As the films ebb and flow, it is clear that the artists have approached the fabrication of history through the production and circulation of images. Accordingly, each frame has purpose and agency. At a moment when visual simulacra have been codified and amplified through an insatiable desire for visual content, whilst surrounded by ‘accelerated’ and ‘poor’ images (like cheap currency) the possibility of looking as a spatial and temporal experience rather than through an oppressive flatness, is both daunting and rare. Current politics no doubt is overwhelmingly manufactured and received in visual terms and this matters. It alters our perception of the past and, paradoxically, our ability to puncture this flatness and see.

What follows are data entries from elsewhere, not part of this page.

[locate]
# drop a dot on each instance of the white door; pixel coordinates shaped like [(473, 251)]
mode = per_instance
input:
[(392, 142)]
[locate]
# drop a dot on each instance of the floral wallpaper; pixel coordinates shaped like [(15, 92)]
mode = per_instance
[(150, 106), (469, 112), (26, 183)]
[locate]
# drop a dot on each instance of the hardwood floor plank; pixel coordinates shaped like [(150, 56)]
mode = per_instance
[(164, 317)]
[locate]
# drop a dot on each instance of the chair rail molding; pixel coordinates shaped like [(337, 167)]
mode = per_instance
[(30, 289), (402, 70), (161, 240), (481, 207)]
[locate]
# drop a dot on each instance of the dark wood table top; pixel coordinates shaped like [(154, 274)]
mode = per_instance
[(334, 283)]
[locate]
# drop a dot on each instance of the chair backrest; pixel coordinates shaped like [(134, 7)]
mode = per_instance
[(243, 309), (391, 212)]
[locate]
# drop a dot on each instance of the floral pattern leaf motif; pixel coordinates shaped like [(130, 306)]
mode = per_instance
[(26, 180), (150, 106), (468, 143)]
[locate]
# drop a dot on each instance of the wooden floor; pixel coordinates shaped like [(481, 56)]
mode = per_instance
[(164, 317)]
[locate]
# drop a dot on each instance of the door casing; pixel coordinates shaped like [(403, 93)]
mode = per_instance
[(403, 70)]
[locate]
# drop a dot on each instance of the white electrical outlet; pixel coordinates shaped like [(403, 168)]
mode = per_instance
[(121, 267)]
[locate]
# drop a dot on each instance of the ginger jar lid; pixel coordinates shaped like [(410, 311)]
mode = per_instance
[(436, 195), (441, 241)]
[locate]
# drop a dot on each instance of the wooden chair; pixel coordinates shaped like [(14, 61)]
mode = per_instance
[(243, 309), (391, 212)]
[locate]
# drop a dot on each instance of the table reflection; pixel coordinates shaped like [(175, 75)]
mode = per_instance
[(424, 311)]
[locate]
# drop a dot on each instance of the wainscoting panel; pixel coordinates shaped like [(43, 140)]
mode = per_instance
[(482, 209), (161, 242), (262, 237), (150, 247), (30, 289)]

Through the dense fog of information feeds and visual spam, the slow and demanding process of witnessing filmic reconfigurations of historical perspectives and the rethinking of power structures might be too much to ask. But it’s still worth asking, can we create a new bond of trust in what we see and the stories we hear?
The juncture between the temporal and the spatial is therefore a key element of the exhibition. Where better to witness the slipping ground of time than in a building that has survived large-scale epochal shifts throughout the last century and yet still stands proud? Designed in the 1920’s by Vasileios Tsagris, an architect trained in Vienna at the turn of the last century, at its heyday it was a residency for a family of the Greek diaspora. It symbolized a cosmopolitan world view embodied by a Greek multilingual community that prospered through trade in cities such as Cairo, Trieste, Smyrna or Vienna. The building was later used by the 3rd Reich as its center for diplomatic services. More recently, as the Foreign Correspondents Center, it once again housed an internationalist approach to the exchange of knowledge and news production. Now empty, it awaits reuse.
The Thickness of Time hopes to inhabit this space, inviting people to rupture the density and more recently the darkness of visual information, to come in, pause, see and discuss the interconnectivity of disparate voices whilst bearing witness to a multitude of histories unraveling in this moment’s unbearable thickness of time. As the narrator in Jumana Manna’s film drifts off his words linger on, “The voice of the British Mandate was fading, as the Great War continued elsewhere it seemed.”
These films tell us that diligent viewing is crucial, but where we look matters even more.
*At the opening Didem Pekün will present a work in progress which due to the political situation in Turkey over the summer was left incomplete.